From a sustainability perspective, RFID can be used to help better understand the product journey and its impact to the environment. From a loss prevention perspective, RFID can help keep more products in the store. The possibilities are endless and all roads lead to better understand the customer.
I’m not sure about the impact on marketing, but the requirement for real-time inventory is a pretty commanding reason to implement item-level RFID.
Retailers have made major investments in RFID to this point but the technology does have its limitations. There are also new Bluetooth-based alternatives coming to market that may have a lower cost of entry than going the RFID route. We came across some in our NRF Show-related discussions and they appear to hold promise. Only real world vetting will prove that one way or the other.
For nearly 30 years, we have been excited about RFID and how it could transform retail and improve efficiency. Over that time, more and more uses have been identified helping to improve the return on investment, but it is still a difficult one to justify until the cost of the technology falls further. As more retailers take up RFID the price of the tags will fall further. The technology around the accuracy of reads has improved markedly and is now in the very high 90s, making it a realistic proposition.
The use of this technology for marketing can only improve its ROI and as usual marketing seem to have greater influence in technology spending so it is likely that this may make the critical difference. There is no argument from people in supply chain if marketing generate the demand for RFID as supply chain will really be the big beneficiaries with greater inventory accuracy and information on shopper behaviour and movement.

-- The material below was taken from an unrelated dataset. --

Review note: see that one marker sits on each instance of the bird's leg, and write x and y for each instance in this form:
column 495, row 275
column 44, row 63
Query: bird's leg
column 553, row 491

Could it be that we are finally close to RFID delivering its full potential?
Many retailers are now taking a more serious look at RFID, as the multiple business use cases are extremely compelling. RFID enables inventory accuracy and marketing intelligence on product affinity patterns which drives upsell promotional opportunities. RFID has been cost prohibitive for many products, but now the lower cost tags are making it a viable option and we may see a much greater adoption in the next couple of years.
Today’s lower chip costs are essential for brands to adopt RFID standards for system-wide success. In the past, RFID tagging was too cost-prohibitive for manufacturers to willingly get on board.
RFID offers timely solutions by reducing out-of-stocks and boosting efficient checkouts. Personalized recommendations and understanding the relationships among products can also yield marketing insights that drive growth.
The question is not “should retailers add RFID to their tool box?” The question should be “why haven’t retailers added RFID to their tool box?”
Sadly, I’m old enough to remember that last, “RFID Will Save Retail Campaign.” Not only have none of the original problems with the technology been solved, but sensor technology and AI/ML interfaces have moved on. I’d be more interested in seeing SmartDust being tested in-store. The problem with RFID was always the chips themselves and their reaction to humidity, variable temperatures, etc., etc. and the ditto with the readers. I’ve seen betas of SmartDust so sensitive you can spray it on a lamp post and it will tell you the general health of people walking down the street. Are we “there” yet? No. But, we aren’t that far away. Retailers and CPG companies need to get ahead of new technologies in a much more aggressive way before they are lapped by new competition and the consumer.
In-store marketing? I’m not convinced, but as a marketer, building trust in your brand is huge. That includes inventory trust. If you oversell and have to cancel an order, will the customer shop with you again? Or go elsewhere?
RFID isn’t perfect. It doesn’t work well on all products. But when it does, the boost it gives to product availability accuracy before the buy button is huge.